The officials said the plan also includes a technical adjustment to the standing repo facility. Starting Feb. 3, the minimum bid rate for the facility would rise by 0.05 percentage point to 4.40 percent, narrowing the spread over the bottom of the federal funds target range. An economist at a Wall Street firm said the adjustment is intended to discourage reliance on the facility as the Fed transitions to a floor system built around ample reserves.

The move would mark a milestone in the Fed's balance-sheet normalization, which began in 2022 and has reduced the portfolio by roughly $2 trillion. The central bank slowed the pace of Treasury runoff to $25 billion per month in mid-2024 and has since let maturing mortgage-backed securities roll off at a $35 billion cap. Ending runoff in February would leave the Fed holding about $4.5 trillion in Treasury securities and $2.1 trillion in mortgage-backed securities, one official estimated.

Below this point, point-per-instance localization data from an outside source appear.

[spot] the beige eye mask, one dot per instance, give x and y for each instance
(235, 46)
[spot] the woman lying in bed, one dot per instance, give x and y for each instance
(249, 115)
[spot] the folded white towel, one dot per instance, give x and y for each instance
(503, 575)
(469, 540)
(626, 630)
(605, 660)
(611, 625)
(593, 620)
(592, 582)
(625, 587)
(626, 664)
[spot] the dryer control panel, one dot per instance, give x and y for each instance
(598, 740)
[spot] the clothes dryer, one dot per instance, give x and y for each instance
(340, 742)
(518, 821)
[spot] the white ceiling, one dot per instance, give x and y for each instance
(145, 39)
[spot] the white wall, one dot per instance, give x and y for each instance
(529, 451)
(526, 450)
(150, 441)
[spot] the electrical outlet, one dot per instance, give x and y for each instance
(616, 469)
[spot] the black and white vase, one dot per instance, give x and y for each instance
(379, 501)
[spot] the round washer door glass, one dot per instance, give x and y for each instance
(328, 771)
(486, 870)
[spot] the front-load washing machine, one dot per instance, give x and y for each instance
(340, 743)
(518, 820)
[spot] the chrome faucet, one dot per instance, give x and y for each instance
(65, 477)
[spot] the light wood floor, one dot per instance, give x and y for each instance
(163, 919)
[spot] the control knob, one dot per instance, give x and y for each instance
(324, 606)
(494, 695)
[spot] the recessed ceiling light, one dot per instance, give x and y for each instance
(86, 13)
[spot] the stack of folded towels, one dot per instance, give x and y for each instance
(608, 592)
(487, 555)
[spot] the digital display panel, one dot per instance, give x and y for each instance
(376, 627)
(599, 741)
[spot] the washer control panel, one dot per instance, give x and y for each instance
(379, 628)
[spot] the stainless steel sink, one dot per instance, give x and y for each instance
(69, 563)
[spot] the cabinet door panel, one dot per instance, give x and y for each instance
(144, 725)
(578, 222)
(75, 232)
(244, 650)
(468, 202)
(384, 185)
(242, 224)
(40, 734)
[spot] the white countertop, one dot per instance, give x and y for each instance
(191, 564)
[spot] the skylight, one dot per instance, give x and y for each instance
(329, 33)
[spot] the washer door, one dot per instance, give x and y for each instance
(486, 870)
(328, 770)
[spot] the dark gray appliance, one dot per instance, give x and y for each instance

Market Mechanics and Wall Street Reaction

The trader at a primary dealer said the fixed-income desk repositioned overnight to add duration after hearing that runoff would end in February. Ten-year Treasury yields fell 7 basis points to 4.35 percent during afternoon trading on Dec. 18, and the December 2025 fed funds futures contract priced in a higher probability that the central bank would keep rates unchanged at the January meeting. The economist at the Wall Street firm said the balance-sheet shift could put downward pressure on long-term yields through the first quarter of 2026.

The plan also affects the Treasury Department's funding strategy. Once the floor is reached, the Fed would continue to reinvest principal payments from mortgage-backed securities into Treasury securities to avoid disrupting the housing market, one Fed official said. The official said the Open Market Desk would publish revised guidance in its statement of account on Feb. 4 and would begin announcing the new reinvestment schedule in its weekly release of operations.

Primary dealers have been bracing for a possible end to runoff since the September FOMC meeting, when officials noted that reserve growth had slowed faster than expected. The economist said the $6.5 trillion floor is slightly above the median estimate in a Bloomberg survey of primary dealers published on Dec. 12, which pointed to a floor near $6.4 trillion. The discrepancy suggests the committee wants more cushion before halting normalization.

Timing and What to Watch

The officials said Chair Jerome Powell would not announce the decision at his Dec. 18 press conference because the committee wanted the minutes to convey the technical details. The minutes are scheduled for release at 2 p.m. on Jan. 7. Watch for the precise language the committee uses to describe the reserve floor and whether the statement signals that the next move on interest rates will depend more on inflation data than on labor-market conditions.

If the plan proceeds as drafted, the Fed will stop runoff on Feb. 1 and issue updated operational instructions to primary dealers on Feb. 2. The next FOMC meeting after January is scheduled for March 18-19, and economists expect the committee to hold the federal funds rate steady at 4.25 to 4.50 percent while it assesses the effects of the balance-sheet halt.

The stakes extend beyond interest rates. Halting runoff earlier than many investors expected could signal that the Fed is concerned about strains in funding markets, even after it avoided volatility during the 2024 year-end period. Traders will also watch the Jan. 7 minutes for any discussion of whether the Fed will eventually resume asset purchases to manage the maturity composition of its portfolio.